En este sueño, Martín y yo hicimos el amor.
Su cuerpo me era muy familiar pero no así su desnudez. Al fondo rugía el mar, con olas serenas y una espuma que nos regalaba, cándida y repetidamente, la misma escena: tortugas, erizos, langostas y estrellas de mar. En vez de arena, había una extensa acera roja, dividida en pequeños rectángulos porosos cuyos orificios dejaban entrever nubes que iban viajando muy de prisa.
Martín y yo estábamos tirados encima de varios de esos rectángulos, con las puntas de los dedos de nuestros pies clavadas las unas en las del otro. Recuerdo que él hablaba y hablaba, como si recitase un poema a medio saber. Mientras lo hacía, yo cerraba los ojos para escuchar más vívidamente el grito lejano del mar; pero de pronto, sus olas se quedaron inmóviles, fijas, como si también mostrasen interés por lo que él iba leyendo, o por la congoja intrínseca que llevaba en su voz. Martín musitaba: con las rejas adheridas a los ojos, mi mirada se va sola y te acompaña. Mi amor es un látigo justo a la osadía de haber querido desenmarañar tu alma no solo con mis manos.
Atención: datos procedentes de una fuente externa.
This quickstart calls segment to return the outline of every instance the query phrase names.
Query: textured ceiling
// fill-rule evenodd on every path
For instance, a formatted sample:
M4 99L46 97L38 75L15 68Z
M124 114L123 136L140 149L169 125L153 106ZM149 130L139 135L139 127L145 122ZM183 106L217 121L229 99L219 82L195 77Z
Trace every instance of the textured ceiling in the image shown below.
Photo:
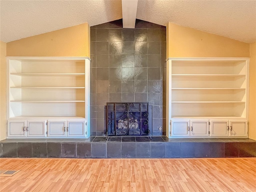
M122 17L121 0L0 0L0 39L5 42ZM136 18L256 42L256 0L139 0Z

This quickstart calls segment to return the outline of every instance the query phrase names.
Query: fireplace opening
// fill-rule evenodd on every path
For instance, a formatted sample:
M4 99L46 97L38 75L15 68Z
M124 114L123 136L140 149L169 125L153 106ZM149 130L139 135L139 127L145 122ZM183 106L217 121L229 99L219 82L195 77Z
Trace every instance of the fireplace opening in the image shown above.
M150 136L152 106L148 102L107 103L107 136Z

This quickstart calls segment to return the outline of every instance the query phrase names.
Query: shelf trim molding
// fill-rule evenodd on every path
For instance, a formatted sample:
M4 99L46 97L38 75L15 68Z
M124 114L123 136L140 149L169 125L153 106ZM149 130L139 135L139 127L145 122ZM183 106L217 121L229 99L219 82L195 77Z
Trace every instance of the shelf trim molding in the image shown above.
M242 61L249 60L249 57L168 57L166 61L168 60L184 60L184 61L196 61L196 60L205 60L205 61Z

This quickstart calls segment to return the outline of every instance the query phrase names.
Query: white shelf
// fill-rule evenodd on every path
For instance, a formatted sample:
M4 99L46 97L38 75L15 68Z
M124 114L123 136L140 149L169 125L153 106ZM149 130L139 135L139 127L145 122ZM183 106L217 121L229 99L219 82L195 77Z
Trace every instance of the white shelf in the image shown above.
M82 76L85 73L11 73L10 74L18 76Z
M244 101L172 101L173 103L244 103Z
M10 101L11 102L85 102L85 101L43 101L43 100L14 100Z
M244 74L172 74L172 77L244 77Z
M19 89L84 89L85 87L11 87Z
M245 90L245 88L172 88L172 89L184 89L184 90Z

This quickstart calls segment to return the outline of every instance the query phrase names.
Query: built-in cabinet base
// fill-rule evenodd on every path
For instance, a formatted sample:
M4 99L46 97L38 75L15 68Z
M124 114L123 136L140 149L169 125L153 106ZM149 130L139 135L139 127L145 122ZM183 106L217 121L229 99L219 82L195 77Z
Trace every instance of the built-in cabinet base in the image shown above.
M247 138L246 120L175 119L171 138Z

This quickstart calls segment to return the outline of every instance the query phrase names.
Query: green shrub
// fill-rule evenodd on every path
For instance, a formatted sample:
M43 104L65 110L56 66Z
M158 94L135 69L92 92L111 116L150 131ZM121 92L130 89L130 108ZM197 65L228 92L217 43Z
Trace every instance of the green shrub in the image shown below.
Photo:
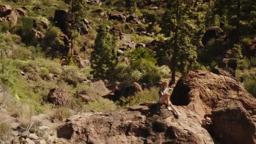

Cuando me levanté porque ya éramos presa de las garras de un sol espantoso, me di cuenta que sangraba. Miré de soslayo a Martín. Él seguía echado, con los ojos bien abiertos, como si se estuviera terminando de comer aquellos versos. Le abrí el saco, y me abroché dentro de él. Las mantis de mi kimono azul estaban rojas, y vi la figura de una de ellas estampada, con los bracitos rotos, allí, encima de su pene. Sí, definitivamente, había sido suya.
Miércoles 11 de junio de 2003.
A.
si, vagamente, se formó la imagen de una matís deborando a su presa… pero no puedo distinguir quien es la matis y quien la presa.